Cette complexité d’opinion traduit une maturité nouvelle au sein de la communauté juive américaine, longtemps perçue comme monolithique sur les questions liées à Israël.

Les causes profondes d’un recul du soutien

Plusieurs facteurs expliquent ce tournant :

  1. L’usure de la guerre – Deux ans après le début du conflit, le nombre élevé de victimes civiles et la destruction d’infrastructures à Gaza ont suscité un malaise moral, même parmi les soutiens traditionnels d’Israël.
  2. La polarisation politique interne en Israël – Les réformes judiciaires, la montée des partis d’extrême droite et la rhétorique messianique du gouvernement ont accentué la distance avec les Juifs américains, majoritairement libéraux et démocrates.
  3. Le choc des valeurs – La jeunesse juive américaine, socialement engagée, se reconnaît moins dans le récit sécuritaire israélien et davantage dans une approche humanitaire universelle, dénonçant indistinctement les violations des droits humains.
  4. Un effet miroir du débat américain – Les débats sur le financement militaire d’Israël au Congrès et les manifestations pro-palestiniennes sur les campus ont reconfiguré le discours public.

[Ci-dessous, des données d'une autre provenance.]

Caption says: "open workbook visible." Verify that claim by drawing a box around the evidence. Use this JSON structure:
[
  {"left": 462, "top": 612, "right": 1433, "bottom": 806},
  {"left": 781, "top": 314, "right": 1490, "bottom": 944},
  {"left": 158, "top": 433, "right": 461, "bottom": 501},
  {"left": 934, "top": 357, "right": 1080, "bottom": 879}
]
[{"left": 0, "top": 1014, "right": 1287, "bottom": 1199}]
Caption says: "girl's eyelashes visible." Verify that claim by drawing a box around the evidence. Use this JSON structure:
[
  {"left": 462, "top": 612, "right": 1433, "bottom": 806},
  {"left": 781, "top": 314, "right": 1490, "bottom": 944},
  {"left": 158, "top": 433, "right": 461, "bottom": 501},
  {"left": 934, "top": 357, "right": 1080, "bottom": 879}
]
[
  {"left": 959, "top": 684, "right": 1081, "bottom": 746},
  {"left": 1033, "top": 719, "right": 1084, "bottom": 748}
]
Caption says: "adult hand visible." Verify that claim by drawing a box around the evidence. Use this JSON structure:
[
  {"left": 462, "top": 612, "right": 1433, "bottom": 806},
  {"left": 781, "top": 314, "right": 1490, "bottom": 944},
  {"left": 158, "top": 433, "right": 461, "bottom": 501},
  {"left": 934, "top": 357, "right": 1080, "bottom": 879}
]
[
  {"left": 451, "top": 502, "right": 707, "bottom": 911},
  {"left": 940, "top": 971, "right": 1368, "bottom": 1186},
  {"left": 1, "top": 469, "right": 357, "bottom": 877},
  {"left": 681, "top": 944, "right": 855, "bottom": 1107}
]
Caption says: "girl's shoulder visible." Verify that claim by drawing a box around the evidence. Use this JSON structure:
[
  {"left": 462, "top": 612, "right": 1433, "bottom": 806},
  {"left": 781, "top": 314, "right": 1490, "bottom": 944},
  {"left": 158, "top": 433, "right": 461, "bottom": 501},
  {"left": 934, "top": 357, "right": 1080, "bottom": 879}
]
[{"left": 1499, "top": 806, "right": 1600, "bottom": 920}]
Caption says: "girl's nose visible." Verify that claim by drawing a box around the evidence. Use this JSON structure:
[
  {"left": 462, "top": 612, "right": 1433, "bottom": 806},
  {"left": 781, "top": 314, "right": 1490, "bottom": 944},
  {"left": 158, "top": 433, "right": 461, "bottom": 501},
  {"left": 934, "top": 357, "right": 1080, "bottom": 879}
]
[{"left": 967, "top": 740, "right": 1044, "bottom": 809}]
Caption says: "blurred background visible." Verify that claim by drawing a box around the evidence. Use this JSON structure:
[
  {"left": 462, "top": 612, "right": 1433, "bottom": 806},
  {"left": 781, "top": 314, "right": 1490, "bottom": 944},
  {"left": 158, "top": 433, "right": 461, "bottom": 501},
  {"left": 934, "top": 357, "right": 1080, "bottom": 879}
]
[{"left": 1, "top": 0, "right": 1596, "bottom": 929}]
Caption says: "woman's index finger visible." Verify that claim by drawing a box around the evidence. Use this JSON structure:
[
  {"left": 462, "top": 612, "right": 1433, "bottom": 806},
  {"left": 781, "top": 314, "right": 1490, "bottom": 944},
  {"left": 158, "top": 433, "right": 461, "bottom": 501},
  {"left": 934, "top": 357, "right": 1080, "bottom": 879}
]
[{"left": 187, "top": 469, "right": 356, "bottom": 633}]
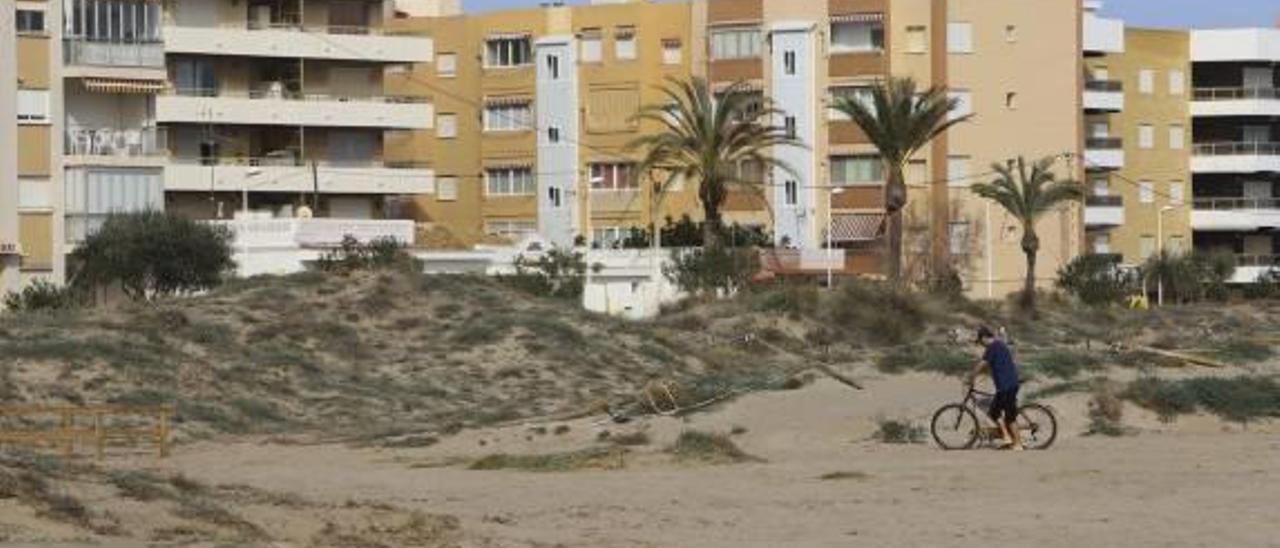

Le soutien à Israël n’est plus perçu comme un consensus, mais comme un enjeu politique clivant.

Vers une redéfinition du lien diaspora–Israël

Les analystes soulignent que ce glissement d’opinion ne remet pas en cause l’existence de l’État d’Israël, mais il interroge la nature du lien entre Israël et la diaspora américaine. Alors que les institutions communautaires – comme l’American Israel Public Affairs Committee (AIPAC) – continuent de défendre un appui inconditionnel, une part croissante de Juifs américains appelle à un soutien « critique », conditionné au respect du droit international.

Cette mutation pourrait à terme influencer la politique américaine envers Israël, dans un contexte où la Maison-Blanche fait face à une opinion publique de plus en plus divisée sur le sujet.

Une évolution appelée à durer

Pour de nombreux observateurs, le sondage du Washington Post ne représente pas un simple épisode d’humeur, mais un virage structurel dans la relation entre Israël et la diaspora juive américaine. Le rapport de confiance, autrefois fondé sur la solidarité historique post-Shoah et sur le sentiment d’un destin commun, semble désormais tempéré par des considérations éthiques, politiques et générationnelles.

Cette transformation, encore à ses débuts, pourrait marquer une nouvelle ère du judaïsme américain, où l’identité juive ne se définit plus seulement par le soutien à Israël, mais aussi par la capacité à en interroger les choix politiques.